On our last evening I booked a table at a place that I was informed was the finest restaurant in town. "The President and Julio Englasias dine there, sir" concierge informed me. The restaurant called, Combarro really was a stylish and opulent place. We were fed from the minute we sat down to a few minutes before we finally left nearly three hours later. By then most of the restaurant was empty except for a large table seating perhaps 6 people. It was while listening to their loud laughs and snippets of conversation that I realised they were Iranian.

"Go and say hello!" Paula suggested. I couldn't resist getting a better look. I pretended to go the gents and on my way back stopped at their table, took my courage in my hands and said: "Salam" They all froze mid laughter at what must have been a joke and turned their heads to look at me in what looked like complete horror.

The women all looked like traditional Iranian women. Blonde hair and plastic surgery on their noses. The men looked like clones of the 'dapper don'. One of the men nearest me jumped to his feet immediately and shook my hand.

"Salam - shomaa Madrid zendegee meekonin?"

"Nakheir - Landan."

"Maa-ham hameen tor."

Their next question concerned what I did for a living. I tried to explain anthropological style research of people's everyday lives but they didn't seem to understand. Who could blame them. My own mum still doesn't understand what I do. The brief chat came to an end with a chorus of, "Mo-afagh basheen" I don't speak perfect Farsi but I knew that what they were saying seemed to mean they were hoping that I would be successful.

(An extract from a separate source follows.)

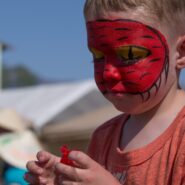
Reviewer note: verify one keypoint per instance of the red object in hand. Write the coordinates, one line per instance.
(65, 160)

I was taken aback slightly and felt like saying, "Man taghreeban mo-afagh hastam!" But then I thought that saying, "Mo-afagh basheen" must be a figure of speech more than anything else. I let it go and thanked them. They were clearly extremely wealthy and were collected in a chauffeur driven Mercedes S class while Paula and I waited for a taxi back to our hotel.

Only I, Varinder would say later, could bump into a group of millionaire Iranians and have my success in life brought into question by them. Only I would take a figure of speech and want to construct a serious reply to it. "No wonder Iranians who know you steer clear of you... remember that Iranian family staying at our Dubai hotel who stopped coming to the beach after you said hello to them?" I am afraid I did. I can't resist saying hello to fellow Iranians.